Embattled Nokia yesterday reported a narrower operating loss, defying the market's expectation that the group would report a larger loss in the third three months of the year.
However, its net sales slowed down and its International Financial Reporting Standards (IFRS) operating loss was EUR576 billion, which narrowed compared to the last quarter. The group yesterday said it saw net sales of EUR7.2 billion, compared with EUR8.98 billion a year ago, and EUR7.5 billion last quarter. Smart device sales fell from EUR2.2 billion a year ago to EUR976 million.
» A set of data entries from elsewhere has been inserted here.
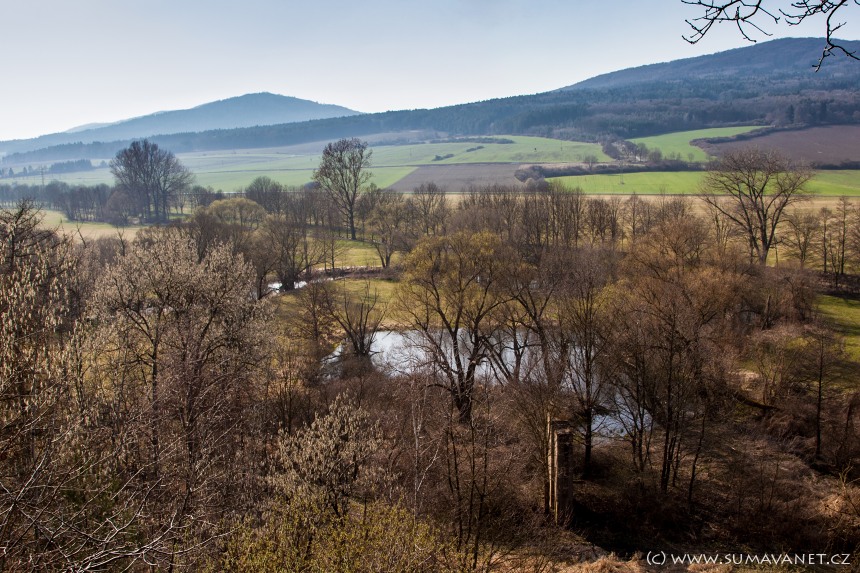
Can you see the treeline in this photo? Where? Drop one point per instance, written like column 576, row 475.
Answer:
column 621, row 366
column 584, row 114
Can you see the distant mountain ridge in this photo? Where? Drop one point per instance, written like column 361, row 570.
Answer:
column 767, row 84
column 785, row 57
column 259, row 109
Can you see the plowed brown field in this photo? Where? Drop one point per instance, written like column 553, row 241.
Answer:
column 817, row 145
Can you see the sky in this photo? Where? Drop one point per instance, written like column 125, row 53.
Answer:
column 67, row 64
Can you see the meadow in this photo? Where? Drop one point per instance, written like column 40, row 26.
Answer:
column 825, row 184
column 679, row 142
column 233, row 170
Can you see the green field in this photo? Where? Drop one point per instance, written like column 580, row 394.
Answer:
column 659, row 183
column 844, row 314
column 56, row 220
column 824, row 184
column 233, row 170
column 679, row 142
column 523, row 150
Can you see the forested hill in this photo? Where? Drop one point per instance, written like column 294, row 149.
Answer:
column 249, row 110
column 771, row 83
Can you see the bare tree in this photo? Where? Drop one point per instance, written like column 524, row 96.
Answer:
column 152, row 176
column 751, row 16
column 752, row 188
column 449, row 295
column 343, row 174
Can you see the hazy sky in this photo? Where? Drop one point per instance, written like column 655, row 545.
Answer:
column 71, row 63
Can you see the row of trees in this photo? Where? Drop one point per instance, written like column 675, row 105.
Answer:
column 158, row 414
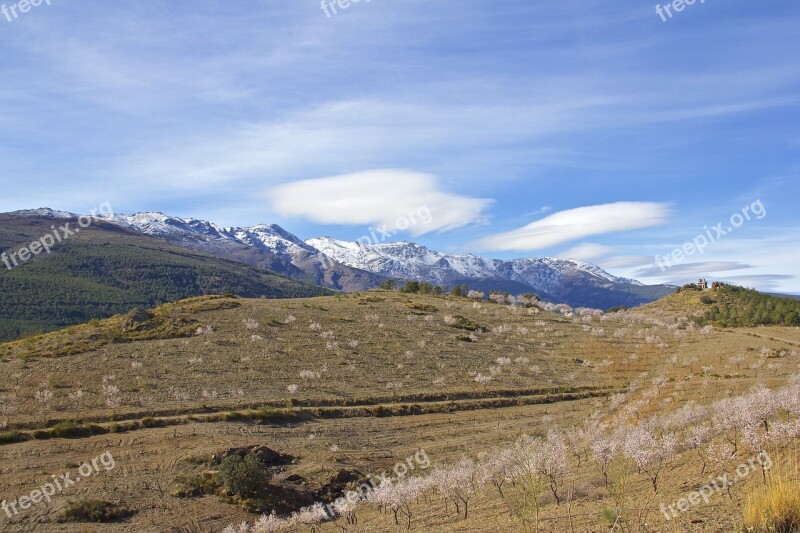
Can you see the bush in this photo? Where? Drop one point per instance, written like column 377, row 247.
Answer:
column 91, row 510
column 70, row 429
column 7, row 437
column 775, row 507
column 243, row 477
column 194, row 485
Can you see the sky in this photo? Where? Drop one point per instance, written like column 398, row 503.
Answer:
column 596, row 130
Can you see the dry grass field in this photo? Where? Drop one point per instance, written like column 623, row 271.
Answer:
column 357, row 383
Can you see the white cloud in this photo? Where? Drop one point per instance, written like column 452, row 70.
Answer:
column 578, row 223
column 621, row 261
column 586, row 251
column 395, row 198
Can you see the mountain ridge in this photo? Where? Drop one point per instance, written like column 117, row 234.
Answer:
column 354, row 266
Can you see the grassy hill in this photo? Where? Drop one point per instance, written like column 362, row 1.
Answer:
column 105, row 270
column 728, row 306
column 351, row 385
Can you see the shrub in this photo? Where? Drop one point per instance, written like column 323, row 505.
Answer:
column 243, row 477
column 92, row 510
column 7, row 437
column 70, row 429
column 194, row 485
column 775, row 507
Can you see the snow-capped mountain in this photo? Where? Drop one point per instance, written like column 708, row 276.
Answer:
column 265, row 245
column 552, row 278
column 351, row 266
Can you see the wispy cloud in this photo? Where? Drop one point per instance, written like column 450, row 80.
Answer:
column 578, row 223
column 587, row 251
column 379, row 197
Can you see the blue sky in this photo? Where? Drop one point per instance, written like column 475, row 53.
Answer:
column 587, row 129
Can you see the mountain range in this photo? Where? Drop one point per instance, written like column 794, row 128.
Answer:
column 145, row 259
column 351, row 266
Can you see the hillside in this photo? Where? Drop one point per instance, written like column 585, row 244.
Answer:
column 105, row 269
column 331, row 389
column 728, row 306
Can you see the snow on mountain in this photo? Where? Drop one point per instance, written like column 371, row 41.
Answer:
column 271, row 238
column 408, row 260
column 44, row 212
column 352, row 266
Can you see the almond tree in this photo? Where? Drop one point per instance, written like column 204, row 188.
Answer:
column 649, row 453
Ahead of the results, analysts expected Nokia to report yet another quarterly loss, citing concerns such as anticipated low Lumia shipments. Nokia's devices and services unit, which incorporates its handsets, turned over EUR3.6 billion, but reported an operating loss of EUR683 billion.
CEO Stephen Elop said the group had expected the third quarter to be difficult for its devices and services business. However, Nokia is pleased that it returned to operating profitability on a non-IFRS basis.
Its non-IFRS operating profit was EUR78 million, a year-on-year decline of 69%, but an improvement on the EUR327 million loss reported last quarter.
Lumia third-quarter volumes decreased quarter-on-quarter to 2.9 million units. "In Q3, we continued to manage through a tough transitional quarter for our smart devices business as we shared the exciting innovation ahead with our new line of Lumia products," said Elop.
Nokia will launch new phones next month and has cut the price of its current inventory, which is weighing on margins.
"While we continue to focus on transitioning Nokia, we are determined to carefully manage our financial resources, improve our competitiveness, return our devices and services business to positive operating cash flow as quickly as possible, and ultimately provide more value to our shareholders," says Elop.
Stock in Nokia lost 4.76% to close at $2.80 during trade in New York yesterday, before rebounding slightly in after-hours trade.